Maryland History

Our Origins

The 7 Mile Walk With Jesus program, and several related activities such as the Maryland Emmaus, Lutheran Rainbow, and the Tres Dias programs, have their roots in the Roman Catholic Cursillo de Cristianidad (Short Course in Christianity) movement.
Cursillo first developed in Spain as the direct result of dedicated Christian men seeking to help others come to a deeper understanding of Jesus Christ. Initial efforts and spiritual renewal retreats developed on the Spanish island of Majorca in the Mediterranean Sea following a pilgrimage to the shrine of St. James at Compostela in 1948. The Majorca leadership of a young men's group, which was responsible for the pilgrimage, ultimately founded the Cursillo movement.
Those who first developed the Cursillo program worked together as a team, praying together, sharing their Christian lives together, studying together, planning together, taking action together, and evaluating what they had done together. This teamwork is the hallmark of the Cursillo, Emmaus, and 7 Mile Walk With Jesus movements.


The Cursillo movement expanded rapidly. Cursillo was first introduced into the United States in Waco, Texas in 1957. Two Spanish airmen, in the country for flight training, worked with Fr. Gabriel Fernandez, a priest from Spain, to put on the first American Cursillo. Later, in 1965, it was accepted into the Episcopal Church. Twelve years later, the Walk to Emmaus was born, and in October 2014, the 7 Mile Walk With Jesus Ministry began. Cursillo, Emmaus, and other related communities are now a worldwide movement which spans the globe.


Emmaus, originally known as The Upper Room Cursillo when it began in 1977, was redesignated as The Upper Room Emmaus in 1981. Although it is a unit of the United Methodist Church, the Emmaus program is ecumenical. The first weekends were put on with the guidance and help of the American Cursillo community. The objective of an Emmaus weekend, in keeping with the original Cursillo goals, is to inspire, challenge, and equip local church members for Christian action in their homes, churches, and places of work, through spiritual enrichment and renewal. God has truly blessed the Emmaus community: as of 1984, 20,000 people had attended a Walk to Emmaus. Who could possibly guess how many have attended by now?! Each of this multitude has taken back the love of God into their homes and workplaces, affecting countless numbers of people for Christ.

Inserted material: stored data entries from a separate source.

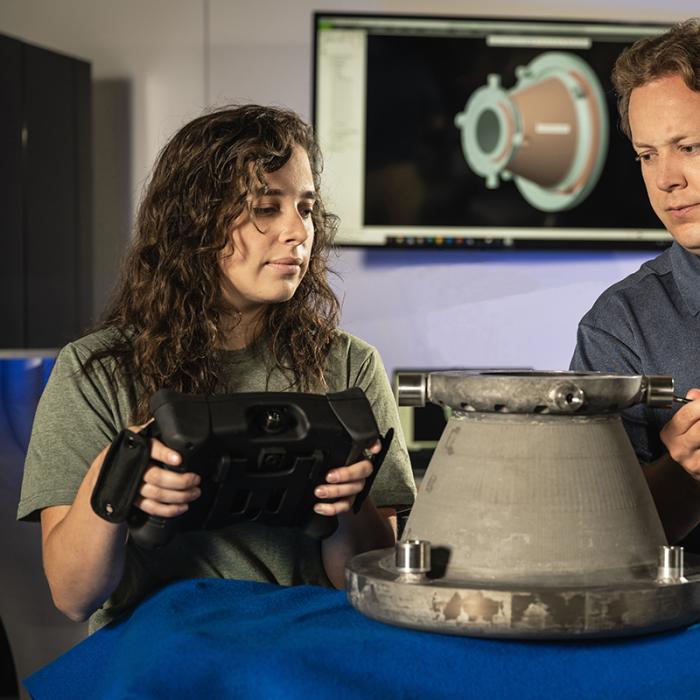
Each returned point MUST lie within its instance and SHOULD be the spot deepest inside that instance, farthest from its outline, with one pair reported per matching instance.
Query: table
(213, 638)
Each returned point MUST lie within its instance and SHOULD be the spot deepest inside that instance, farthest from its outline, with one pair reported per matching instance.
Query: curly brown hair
(168, 306)
(675, 52)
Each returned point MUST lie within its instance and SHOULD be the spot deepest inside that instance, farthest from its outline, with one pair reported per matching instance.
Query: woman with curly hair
(223, 290)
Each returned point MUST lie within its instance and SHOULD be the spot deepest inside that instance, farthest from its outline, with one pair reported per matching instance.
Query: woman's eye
(264, 211)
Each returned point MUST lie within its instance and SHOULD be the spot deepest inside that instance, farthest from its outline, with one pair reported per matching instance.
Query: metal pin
(681, 399)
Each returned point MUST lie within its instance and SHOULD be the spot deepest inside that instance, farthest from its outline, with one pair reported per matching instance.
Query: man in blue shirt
(649, 323)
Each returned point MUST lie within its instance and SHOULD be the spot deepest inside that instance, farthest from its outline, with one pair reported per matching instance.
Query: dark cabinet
(45, 196)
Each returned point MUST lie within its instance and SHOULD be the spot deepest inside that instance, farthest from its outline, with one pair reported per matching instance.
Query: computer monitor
(455, 131)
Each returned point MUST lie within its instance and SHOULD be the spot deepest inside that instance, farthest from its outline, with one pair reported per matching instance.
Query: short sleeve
(79, 413)
(394, 484)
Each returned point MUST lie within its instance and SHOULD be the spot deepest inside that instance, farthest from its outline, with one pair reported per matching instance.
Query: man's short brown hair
(675, 52)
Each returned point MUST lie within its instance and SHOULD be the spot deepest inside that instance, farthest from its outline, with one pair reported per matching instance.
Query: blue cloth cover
(212, 638)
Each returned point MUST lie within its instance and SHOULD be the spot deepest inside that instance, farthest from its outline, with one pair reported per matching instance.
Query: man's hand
(681, 435)
(344, 483)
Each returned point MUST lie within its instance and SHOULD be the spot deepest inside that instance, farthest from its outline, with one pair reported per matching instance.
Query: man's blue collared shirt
(649, 323)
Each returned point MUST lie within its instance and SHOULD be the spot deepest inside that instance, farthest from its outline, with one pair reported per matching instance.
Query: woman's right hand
(165, 493)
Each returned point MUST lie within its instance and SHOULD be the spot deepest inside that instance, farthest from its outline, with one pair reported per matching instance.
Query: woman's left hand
(343, 484)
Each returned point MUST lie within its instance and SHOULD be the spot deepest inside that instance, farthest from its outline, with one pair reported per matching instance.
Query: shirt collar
(686, 273)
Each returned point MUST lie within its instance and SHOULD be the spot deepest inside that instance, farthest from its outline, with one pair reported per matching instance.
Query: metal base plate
(479, 609)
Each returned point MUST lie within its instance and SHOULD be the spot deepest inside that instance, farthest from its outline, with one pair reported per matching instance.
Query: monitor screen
(457, 132)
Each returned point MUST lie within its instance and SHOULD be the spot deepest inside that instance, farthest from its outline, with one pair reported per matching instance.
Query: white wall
(420, 308)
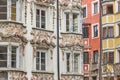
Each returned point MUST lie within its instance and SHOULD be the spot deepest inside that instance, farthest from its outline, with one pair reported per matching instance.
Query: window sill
(71, 74)
(11, 69)
(43, 72)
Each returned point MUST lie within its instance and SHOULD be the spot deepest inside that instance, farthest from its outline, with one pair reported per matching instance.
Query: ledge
(42, 72)
(71, 74)
(11, 69)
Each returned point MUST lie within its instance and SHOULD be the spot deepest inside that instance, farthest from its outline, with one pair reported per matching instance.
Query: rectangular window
(86, 78)
(85, 32)
(68, 62)
(76, 59)
(40, 61)
(40, 18)
(95, 7)
(105, 59)
(108, 9)
(104, 32)
(110, 32)
(94, 78)
(84, 12)
(67, 22)
(3, 9)
(13, 9)
(13, 56)
(118, 6)
(3, 56)
(85, 57)
(95, 30)
(75, 22)
(95, 56)
(111, 57)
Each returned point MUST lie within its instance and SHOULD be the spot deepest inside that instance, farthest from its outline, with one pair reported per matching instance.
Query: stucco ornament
(42, 39)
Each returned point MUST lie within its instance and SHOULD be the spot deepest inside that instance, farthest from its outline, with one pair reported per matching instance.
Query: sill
(76, 33)
(42, 72)
(11, 69)
(108, 14)
(71, 74)
(36, 28)
(108, 38)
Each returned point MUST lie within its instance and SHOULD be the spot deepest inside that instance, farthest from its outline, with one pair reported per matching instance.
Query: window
(104, 32)
(95, 30)
(118, 6)
(84, 12)
(40, 18)
(108, 9)
(95, 56)
(67, 22)
(68, 62)
(75, 22)
(76, 59)
(41, 61)
(108, 32)
(85, 57)
(13, 9)
(8, 54)
(95, 7)
(108, 57)
(3, 9)
(94, 78)
(72, 62)
(11, 12)
(74, 26)
(85, 32)
(86, 78)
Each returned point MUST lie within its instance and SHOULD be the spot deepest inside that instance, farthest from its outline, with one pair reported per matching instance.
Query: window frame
(9, 54)
(18, 12)
(107, 32)
(40, 17)
(85, 32)
(86, 54)
(85, 6)
(41, 51)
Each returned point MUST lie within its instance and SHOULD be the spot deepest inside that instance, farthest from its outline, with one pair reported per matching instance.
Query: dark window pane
(3, 76)
(85, 57)
(85, 32)
(84, 12)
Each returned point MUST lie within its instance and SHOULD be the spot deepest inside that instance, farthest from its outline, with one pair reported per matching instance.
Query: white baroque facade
(28, 40)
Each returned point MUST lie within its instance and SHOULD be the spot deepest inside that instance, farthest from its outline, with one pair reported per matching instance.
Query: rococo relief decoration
(12, 32)
(42, 39)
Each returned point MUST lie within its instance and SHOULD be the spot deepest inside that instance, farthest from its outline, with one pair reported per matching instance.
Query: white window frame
(71, 21)
(18, 11)
(44, 9)
(85, 6)
(45, 51)
(93, 30)
(92, 7)
(18, 54)
(72, 61)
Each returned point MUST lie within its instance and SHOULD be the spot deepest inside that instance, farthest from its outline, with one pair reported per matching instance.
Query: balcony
(116, 68)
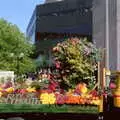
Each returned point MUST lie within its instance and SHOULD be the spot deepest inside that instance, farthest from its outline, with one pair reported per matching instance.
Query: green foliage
(13, 43)
(76, 60)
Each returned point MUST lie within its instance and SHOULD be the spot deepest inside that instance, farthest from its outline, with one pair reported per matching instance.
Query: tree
(15, 49)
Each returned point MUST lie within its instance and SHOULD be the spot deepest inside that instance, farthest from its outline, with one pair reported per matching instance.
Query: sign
(21, 99)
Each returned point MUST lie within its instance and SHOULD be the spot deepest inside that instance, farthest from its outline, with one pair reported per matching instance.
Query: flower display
(76, 61)
(47, 98)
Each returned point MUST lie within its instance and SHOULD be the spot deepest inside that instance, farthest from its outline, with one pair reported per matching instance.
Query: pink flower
(112, 85)
(58, 64)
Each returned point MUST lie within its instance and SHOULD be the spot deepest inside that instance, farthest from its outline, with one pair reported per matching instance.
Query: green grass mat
(6, 108)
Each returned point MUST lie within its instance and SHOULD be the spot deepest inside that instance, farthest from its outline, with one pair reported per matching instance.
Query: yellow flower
(47, 98)
(31, 89)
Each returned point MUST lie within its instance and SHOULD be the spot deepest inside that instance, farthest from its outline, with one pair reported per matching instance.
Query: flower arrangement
(76, 60)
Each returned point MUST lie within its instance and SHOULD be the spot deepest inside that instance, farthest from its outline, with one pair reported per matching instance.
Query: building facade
(106, 30)
(98, 19)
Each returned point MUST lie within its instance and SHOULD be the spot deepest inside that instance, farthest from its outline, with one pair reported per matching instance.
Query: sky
(18, 12)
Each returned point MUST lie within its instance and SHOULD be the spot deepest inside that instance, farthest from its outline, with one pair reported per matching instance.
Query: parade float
(70, 88)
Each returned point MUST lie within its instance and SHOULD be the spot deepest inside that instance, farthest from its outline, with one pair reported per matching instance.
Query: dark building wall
(66, 16)
(101, 30)
(99, 23)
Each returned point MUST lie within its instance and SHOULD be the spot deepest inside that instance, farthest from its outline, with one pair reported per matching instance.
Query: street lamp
(18, 58)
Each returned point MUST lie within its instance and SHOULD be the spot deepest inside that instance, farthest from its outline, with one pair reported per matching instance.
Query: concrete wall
(106, 30)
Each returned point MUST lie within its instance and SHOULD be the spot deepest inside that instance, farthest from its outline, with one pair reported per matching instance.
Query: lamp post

Kalos (formally known as Chrysalis) evolved from the 7 Mile Walk With Jesus (formally Maryland Emmaus) movement to provide for the development of young church leaders. It calls teens and young adults to seek a dynamic friendship with God through Christ, that they might be nurtured and grow into a mature relationship with Christ. The focus of the Kalos Community is not itself, but the local church. The two expectations of butterflies are that they will work toward improvement of their own spiritual lives and become active disciples for Christ in the world through their churches.

Maryland Emmaus and Chrysalis

7 Mile Walk With Jesus (formally known as Maryland Emmaus) held its first weekend in the fall of 1987. Since then, God has blessed many men and women through the 7 Mile Walk With Jesus community. The number of weekends held here, as of May 2016, is 219. At 20-35 pilgrims per weekend, that's approximately 6,000 men and women who have made their weekend in Maryland!
Kalos (formally known as Chrysalis) in Maryland weekends are host to an eclectic mix of Methodists, Episcopals, Catholics and members of various other denominations. Despite this ecumenical diversity, we have managed, through the Grace of God, to work in accord and to confidently affirm the Lordship of Jesus Christ and the sacred value of Biblical teaching.